The decades-old Israel-Palestinian conflict has returned to the spotlight after a U.N. resolution condemning Israeli settlements and a major speech by U.S. Secretary of State John Kerry.
On Wednesday, Kerry warned Israel's ongoing settlement growth is threatening the prospect of a final peace deal with the Palestinians -- the so-called two-state solution.
- What is the two-state solution?
The idea dates back to 1947, a year before the creation of Israel, when the United Nations voted for partition of the land then known as British Mandate Palestine into two states -- one Jewish in nature and the other Arab.
After a war in 1967 Israel seized control of much of the Arab land, the largest part being the West Bank.
In the early 1990s peace talks led to the Oslo accords, which were meant to lead to an independent Palestinian state on the rough basis of the U.N. lines.

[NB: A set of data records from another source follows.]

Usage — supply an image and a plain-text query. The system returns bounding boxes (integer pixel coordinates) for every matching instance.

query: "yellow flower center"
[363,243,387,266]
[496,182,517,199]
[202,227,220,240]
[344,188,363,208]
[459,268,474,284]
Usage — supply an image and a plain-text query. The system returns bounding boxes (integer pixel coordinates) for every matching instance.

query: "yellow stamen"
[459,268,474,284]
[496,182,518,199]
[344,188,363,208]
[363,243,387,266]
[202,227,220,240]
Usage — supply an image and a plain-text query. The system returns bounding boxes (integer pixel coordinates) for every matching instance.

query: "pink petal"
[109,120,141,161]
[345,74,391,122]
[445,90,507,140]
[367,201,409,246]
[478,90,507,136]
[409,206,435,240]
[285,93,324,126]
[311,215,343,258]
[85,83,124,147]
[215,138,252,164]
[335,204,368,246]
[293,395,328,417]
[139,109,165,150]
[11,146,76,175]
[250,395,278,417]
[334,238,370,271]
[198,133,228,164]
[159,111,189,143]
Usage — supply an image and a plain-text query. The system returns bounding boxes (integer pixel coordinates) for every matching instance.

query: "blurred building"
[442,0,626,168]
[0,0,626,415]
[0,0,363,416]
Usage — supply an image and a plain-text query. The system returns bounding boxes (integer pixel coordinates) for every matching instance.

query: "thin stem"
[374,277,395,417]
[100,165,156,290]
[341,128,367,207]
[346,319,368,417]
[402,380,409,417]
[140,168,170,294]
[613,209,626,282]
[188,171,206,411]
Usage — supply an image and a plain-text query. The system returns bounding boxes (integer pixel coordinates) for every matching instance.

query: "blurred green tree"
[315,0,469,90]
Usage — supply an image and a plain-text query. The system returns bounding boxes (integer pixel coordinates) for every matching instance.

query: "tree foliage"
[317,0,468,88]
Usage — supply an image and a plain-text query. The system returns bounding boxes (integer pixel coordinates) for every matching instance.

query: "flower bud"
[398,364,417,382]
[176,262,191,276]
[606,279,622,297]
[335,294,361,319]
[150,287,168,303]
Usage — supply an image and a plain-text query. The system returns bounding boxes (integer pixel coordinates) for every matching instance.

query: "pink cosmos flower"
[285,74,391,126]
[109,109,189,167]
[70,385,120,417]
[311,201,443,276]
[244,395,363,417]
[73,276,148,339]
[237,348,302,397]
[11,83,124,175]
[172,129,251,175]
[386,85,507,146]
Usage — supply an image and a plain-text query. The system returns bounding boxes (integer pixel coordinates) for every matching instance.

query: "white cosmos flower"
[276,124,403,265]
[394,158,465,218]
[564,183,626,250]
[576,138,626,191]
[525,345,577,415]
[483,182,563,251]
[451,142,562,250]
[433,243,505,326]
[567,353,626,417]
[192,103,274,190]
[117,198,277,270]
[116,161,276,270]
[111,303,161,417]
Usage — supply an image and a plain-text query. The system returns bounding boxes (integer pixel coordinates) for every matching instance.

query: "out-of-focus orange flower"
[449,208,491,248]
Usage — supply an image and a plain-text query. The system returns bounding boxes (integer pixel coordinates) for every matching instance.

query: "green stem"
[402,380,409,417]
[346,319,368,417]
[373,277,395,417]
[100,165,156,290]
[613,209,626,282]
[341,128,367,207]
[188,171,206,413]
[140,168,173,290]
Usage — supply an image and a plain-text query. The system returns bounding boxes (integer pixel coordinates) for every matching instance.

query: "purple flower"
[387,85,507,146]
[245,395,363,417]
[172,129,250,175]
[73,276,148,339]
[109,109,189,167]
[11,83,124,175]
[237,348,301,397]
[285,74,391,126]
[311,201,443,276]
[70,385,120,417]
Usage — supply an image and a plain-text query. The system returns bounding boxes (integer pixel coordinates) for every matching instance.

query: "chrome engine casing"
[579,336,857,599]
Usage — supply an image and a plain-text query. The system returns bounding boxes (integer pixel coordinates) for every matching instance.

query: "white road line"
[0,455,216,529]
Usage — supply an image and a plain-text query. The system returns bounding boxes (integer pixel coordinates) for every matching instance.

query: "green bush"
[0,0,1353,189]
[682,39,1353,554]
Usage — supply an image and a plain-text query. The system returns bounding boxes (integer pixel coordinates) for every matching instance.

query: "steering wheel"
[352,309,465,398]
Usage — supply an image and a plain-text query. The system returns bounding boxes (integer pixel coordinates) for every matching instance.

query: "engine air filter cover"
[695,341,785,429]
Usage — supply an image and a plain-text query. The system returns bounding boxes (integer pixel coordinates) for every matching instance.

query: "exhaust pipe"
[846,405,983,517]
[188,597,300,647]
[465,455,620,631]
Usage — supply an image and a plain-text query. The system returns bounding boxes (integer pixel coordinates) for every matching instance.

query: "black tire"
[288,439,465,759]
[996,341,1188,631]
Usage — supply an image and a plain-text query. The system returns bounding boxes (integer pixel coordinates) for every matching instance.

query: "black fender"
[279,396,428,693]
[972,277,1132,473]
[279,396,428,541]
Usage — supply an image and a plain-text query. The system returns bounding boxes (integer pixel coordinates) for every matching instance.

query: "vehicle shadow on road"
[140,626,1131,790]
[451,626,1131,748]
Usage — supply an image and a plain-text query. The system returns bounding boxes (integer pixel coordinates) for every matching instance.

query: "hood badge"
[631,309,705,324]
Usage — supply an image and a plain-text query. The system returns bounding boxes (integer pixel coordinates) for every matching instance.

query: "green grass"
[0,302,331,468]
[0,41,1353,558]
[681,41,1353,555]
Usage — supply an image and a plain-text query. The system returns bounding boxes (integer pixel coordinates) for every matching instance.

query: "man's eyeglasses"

However the state has failed to materialize, with the two sides trading blame.
In the meantime Israel has built dozens of settlements in the West Bank, with more than 400,000 Israelis now living in them, while around 2.6 million Palestinians live in the same territory.
They are seen as a major obstacle to peace and last week a U.N. Security Council resolution condemning settlements passed 14-0 after the United States unusually decided not to use its veto.
- Are both sides still committed?
Officially Prime Minister Benjamin Netanyahu says he is still committed to the two-state solution but has also said his government, seen as the most right-wing in Israel's history, is the most pro-settlement ever.
Education Minister Naftali Bennett, head of the far right Jewish Home party, has led the charge against the two state solution -- calling for annexation of most of the West Bank, which would effectively render a Palestinian state impossible.
On the Palestinian side, President Mahmoud Abbas is committed to the idea of two states and has backed a French peace initiative.
The Palestinian people appear increasingly skeptical -- a poll this month found nearly two-thirds no longer believe the two-state solution as viable.
The second part of the Palestinian territory, the Gaza Strip, is run by Islamist movement Hamas -- which refuses to recognize Israel.
- Can negotiations restart?
A Kerry-led peace initiative collapsed in 2014 and negotiations have been at a standstill since.
Netanyahu says he is willing to hold bilateral talks with Abbas any time without preconditions but the Palestinians demand a suspension of settlement building beforehand, a claim Abbas reiterated Wednesday.
The Israel government also demands that the Palestinians recognize Israel specifically as a Jewish state.
For the Palestinians, doing so could preempt negotiations on the so-called right of return, the demand that Palestinian refugees from the time of Israel's creation in 1948 be allowed back under a peace deal.
France plans to hold an international peace conference on January 15 including some 70 nations with the aim of setting out a plan for restarting negotiations.
Israel opposes the conference and calls for direct talks. The Palestinians support it, saying years of negotiations have not ended the occupation.